= At Home (TV series) =

American TV variety series (1944–1945)

At Home is an American television series that aired on New York City station WCBW from 1944 to 1945. The series was a variety show, one of the first such series produced for American television. Ernie Waxman was the show's pianist. The series ended when the American Federation of Musicians said that Waxman could no longer play for both TV and radio programs. The program was broadcast on Fridays from 8 to 10 p.m. Tony Miner was the producer.

==Format==
The series presented variety acts. One episode, for example, featured comedian Bernie West, dancer Ronnie Cunningham, singer Vera Pandowsky, guitarist Youl Bryner, and was hosted by Paquita Anderson. A different episode featured dancer Sandra Barrett and juggler Senor Francisco.

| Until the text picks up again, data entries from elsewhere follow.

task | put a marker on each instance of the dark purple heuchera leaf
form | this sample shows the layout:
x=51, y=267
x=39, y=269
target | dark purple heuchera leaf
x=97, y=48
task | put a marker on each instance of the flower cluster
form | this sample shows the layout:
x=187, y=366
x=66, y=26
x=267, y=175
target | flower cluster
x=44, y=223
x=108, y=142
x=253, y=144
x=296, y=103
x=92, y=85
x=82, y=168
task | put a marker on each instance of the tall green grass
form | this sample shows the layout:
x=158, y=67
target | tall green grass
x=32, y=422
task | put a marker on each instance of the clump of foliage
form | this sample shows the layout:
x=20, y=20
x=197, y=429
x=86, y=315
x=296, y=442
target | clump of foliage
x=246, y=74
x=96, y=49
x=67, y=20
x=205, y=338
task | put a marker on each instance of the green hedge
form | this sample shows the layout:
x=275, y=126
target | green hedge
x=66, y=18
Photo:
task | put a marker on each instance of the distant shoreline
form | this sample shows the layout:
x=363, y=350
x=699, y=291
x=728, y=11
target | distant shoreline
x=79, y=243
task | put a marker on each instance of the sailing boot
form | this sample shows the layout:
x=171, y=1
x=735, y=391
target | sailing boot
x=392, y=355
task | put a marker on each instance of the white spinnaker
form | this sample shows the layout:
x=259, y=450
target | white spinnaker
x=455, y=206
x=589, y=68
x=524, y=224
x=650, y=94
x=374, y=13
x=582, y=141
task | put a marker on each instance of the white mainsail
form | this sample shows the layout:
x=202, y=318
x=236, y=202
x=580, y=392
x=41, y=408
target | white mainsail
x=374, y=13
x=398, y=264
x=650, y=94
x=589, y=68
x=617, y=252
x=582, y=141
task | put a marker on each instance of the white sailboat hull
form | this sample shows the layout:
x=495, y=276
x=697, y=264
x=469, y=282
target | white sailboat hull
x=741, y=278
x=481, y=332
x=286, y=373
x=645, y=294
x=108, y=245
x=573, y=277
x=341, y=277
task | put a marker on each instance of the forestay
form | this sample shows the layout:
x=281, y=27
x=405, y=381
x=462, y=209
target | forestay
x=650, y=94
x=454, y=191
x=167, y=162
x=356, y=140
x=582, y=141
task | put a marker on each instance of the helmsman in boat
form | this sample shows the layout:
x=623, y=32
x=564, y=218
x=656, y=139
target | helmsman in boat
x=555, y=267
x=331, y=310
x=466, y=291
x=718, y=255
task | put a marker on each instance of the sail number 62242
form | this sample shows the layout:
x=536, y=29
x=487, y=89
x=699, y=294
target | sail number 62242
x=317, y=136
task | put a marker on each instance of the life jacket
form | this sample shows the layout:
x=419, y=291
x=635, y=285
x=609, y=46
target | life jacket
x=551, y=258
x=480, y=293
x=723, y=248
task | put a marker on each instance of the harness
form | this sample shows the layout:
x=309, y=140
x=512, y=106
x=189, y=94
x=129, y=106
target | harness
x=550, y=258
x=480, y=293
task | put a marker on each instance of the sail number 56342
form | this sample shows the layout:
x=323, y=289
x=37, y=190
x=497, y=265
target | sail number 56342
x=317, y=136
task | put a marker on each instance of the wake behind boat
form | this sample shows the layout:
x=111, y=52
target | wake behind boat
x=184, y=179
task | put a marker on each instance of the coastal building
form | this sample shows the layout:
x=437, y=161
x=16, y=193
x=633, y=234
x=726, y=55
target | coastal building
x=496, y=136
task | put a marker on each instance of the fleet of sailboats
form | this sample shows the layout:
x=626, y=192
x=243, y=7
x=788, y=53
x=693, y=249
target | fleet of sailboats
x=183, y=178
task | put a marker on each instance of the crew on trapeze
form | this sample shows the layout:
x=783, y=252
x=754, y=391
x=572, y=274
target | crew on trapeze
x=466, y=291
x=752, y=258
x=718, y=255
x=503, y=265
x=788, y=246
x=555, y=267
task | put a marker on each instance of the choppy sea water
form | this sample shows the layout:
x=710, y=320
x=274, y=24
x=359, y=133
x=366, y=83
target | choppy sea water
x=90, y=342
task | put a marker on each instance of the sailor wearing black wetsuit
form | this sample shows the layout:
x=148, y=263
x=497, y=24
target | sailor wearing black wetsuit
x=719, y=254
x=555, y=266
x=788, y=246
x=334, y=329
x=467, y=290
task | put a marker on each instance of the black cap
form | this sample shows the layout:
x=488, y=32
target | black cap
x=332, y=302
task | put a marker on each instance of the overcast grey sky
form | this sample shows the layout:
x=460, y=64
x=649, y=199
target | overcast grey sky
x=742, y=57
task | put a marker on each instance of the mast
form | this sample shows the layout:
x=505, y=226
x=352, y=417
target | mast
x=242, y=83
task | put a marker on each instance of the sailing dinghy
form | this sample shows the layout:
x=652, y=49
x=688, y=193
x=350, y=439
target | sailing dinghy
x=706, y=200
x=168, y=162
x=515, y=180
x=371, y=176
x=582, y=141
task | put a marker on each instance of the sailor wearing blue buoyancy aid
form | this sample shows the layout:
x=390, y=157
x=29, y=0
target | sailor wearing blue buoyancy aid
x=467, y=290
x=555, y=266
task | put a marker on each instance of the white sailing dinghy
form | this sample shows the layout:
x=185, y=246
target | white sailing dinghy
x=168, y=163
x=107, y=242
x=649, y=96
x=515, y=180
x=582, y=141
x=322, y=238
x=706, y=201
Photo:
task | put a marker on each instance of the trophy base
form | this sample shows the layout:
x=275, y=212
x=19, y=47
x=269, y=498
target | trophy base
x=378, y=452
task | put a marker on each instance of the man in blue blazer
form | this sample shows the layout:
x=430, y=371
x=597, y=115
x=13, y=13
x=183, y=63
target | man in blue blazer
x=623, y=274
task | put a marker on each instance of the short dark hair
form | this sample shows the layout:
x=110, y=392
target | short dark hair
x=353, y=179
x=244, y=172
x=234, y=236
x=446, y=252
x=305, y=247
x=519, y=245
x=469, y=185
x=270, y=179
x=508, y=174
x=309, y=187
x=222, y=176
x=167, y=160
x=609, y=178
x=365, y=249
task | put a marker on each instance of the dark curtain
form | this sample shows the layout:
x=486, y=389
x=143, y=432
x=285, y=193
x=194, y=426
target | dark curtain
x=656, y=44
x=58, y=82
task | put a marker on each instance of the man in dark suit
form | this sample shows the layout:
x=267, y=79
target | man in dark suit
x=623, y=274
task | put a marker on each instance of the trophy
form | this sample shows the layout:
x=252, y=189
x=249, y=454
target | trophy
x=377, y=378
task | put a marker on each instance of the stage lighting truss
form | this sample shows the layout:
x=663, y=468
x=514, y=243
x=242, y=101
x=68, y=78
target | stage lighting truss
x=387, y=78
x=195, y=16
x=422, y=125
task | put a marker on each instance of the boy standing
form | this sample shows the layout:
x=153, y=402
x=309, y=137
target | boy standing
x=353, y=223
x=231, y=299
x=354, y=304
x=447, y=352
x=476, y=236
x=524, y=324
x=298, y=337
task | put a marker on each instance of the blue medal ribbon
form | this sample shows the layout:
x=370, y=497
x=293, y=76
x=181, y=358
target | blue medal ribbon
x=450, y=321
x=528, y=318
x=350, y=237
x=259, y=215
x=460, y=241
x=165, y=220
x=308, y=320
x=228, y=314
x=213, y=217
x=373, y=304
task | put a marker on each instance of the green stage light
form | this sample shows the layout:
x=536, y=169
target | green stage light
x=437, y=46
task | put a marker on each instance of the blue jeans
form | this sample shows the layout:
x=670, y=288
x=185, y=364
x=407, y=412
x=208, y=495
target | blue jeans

Other content of episodes included presenting "entertainment and points of interest" for people visiting New York City, a fashion show, a discussion of sports, analysis of news, a "Will You Remember?" segment, and showing of films related to wartime.

==Episode status==
Methods to record live television did not exist until late 1947. As such, the series is most likely lost except possibly for still photographs.

==Critical response==
The trade publication Billboard said that in August 1944 that At Home was "just about one of the best examples of video variety programing this department has ever seen". The review complimented Miner for his direction and the performers "for their poise, fast chatter and definite talents". Flaws that it pointed out included use of three-quarter shots for a dance routine and the use of "uncontrasting gray tones that become monotonous to the viewer".